This time of year most beekeepers are noticing that their honey is in various stages of granulation. Most new beekeepers are caught off guard and aren't really set up to deal with granulated honey.
 I have spent the time after the holidays making a honey liquifier. I have finished it. I used a 31 gallon metal trash can. The can and lid are insulated with Reflectix insulation. The heater is a 100 watt incandescent light bulb. There is a thermostat that controls the internal temperature. The liquifier can liquefy five gallon pails or bottles (glass or plastic) of honey.
 This heater can also safely warm up syrup or frames of honey. It really helps when adding honey to a hive when it is cold out, that the frames are around room temperature. Warm syrup can be taken down easier by the bees. Setting the thermostat at 80 degrees for syrup or frames.
 The liquifier is made out of quality materials and is heavy duty. All you need is a 120 volt outlet. The liquifier is easy to move with the handles on the can. It stores easily and does not take up a lot of room.
 I will be donating this honey liquifier to the MN Hobby Beekeepers Auction that is on Feb 1st. Check it out. If you are attending the auction, bring your checkbook.
This is the frame that elevates the honey above the light bulb. The frame is made out of 1/2" galvanized steel schedule 40 pipe. The frame is anchored down to 3/4" plywood. The frame is heavy duty and can easily support a pail of honey.

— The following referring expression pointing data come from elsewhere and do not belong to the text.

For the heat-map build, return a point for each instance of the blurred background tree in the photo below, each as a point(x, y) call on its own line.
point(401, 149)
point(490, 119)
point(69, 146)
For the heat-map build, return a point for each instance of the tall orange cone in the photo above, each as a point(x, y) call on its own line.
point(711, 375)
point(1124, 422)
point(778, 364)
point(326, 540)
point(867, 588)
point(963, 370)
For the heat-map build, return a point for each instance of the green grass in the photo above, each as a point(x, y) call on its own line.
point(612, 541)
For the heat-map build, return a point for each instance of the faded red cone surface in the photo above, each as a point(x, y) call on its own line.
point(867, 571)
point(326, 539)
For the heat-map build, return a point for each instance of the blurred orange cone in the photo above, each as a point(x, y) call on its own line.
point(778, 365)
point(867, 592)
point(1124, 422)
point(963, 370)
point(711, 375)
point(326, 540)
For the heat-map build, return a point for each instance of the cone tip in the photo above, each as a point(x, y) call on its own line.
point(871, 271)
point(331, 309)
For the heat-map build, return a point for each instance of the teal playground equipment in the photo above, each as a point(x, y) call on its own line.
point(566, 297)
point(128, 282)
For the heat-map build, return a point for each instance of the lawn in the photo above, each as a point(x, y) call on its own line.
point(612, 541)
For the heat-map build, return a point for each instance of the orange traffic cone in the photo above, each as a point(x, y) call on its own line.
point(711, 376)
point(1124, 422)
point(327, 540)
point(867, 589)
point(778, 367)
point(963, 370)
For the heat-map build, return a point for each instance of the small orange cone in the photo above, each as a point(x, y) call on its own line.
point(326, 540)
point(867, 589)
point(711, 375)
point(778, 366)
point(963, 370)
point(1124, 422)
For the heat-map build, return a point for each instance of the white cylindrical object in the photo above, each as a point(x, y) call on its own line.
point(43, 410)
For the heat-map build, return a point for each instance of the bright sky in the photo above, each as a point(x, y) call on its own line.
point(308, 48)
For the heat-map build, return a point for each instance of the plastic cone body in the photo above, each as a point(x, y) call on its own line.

This pic shows the metal stand frame at the bottom of the can. The can and lid are insulated with Relectix insulation. The thermostat is hanging on the side. I set the temperature to 110 degrees for pails. This pail was partially granulated. I had it in the heater for about 15 hours. I stirred the pail and took a temperature reading with a thermometer. The honey was 110 degrees. Exactly where the thermostat was set. The pail was all liquid after that time.

Here I have two shelves of bottles. One the bottom shelf are 8 oz glass jars. In various stages of granulation. The top shelf is all plastic bottles. 2 oz bears, 12 oz bears, a 2 lb squeeze and a five pound jug. All rock solid granulated bottles. The thermostat is set at 100 degrees for bottles.

Thursday, January 16, 2020

What's happening in the hive right now

This video was made by Jerry Linser who took all the pictures.

Bees have been in their winter cluster since late November. The bees have started winter in the box below the top box. The bees in most cases have consumed about two to three frames of honey since late November.
 We are coming to the time of the season where bees make the transition into the top box of the hive. The top box should be mostly full of honey.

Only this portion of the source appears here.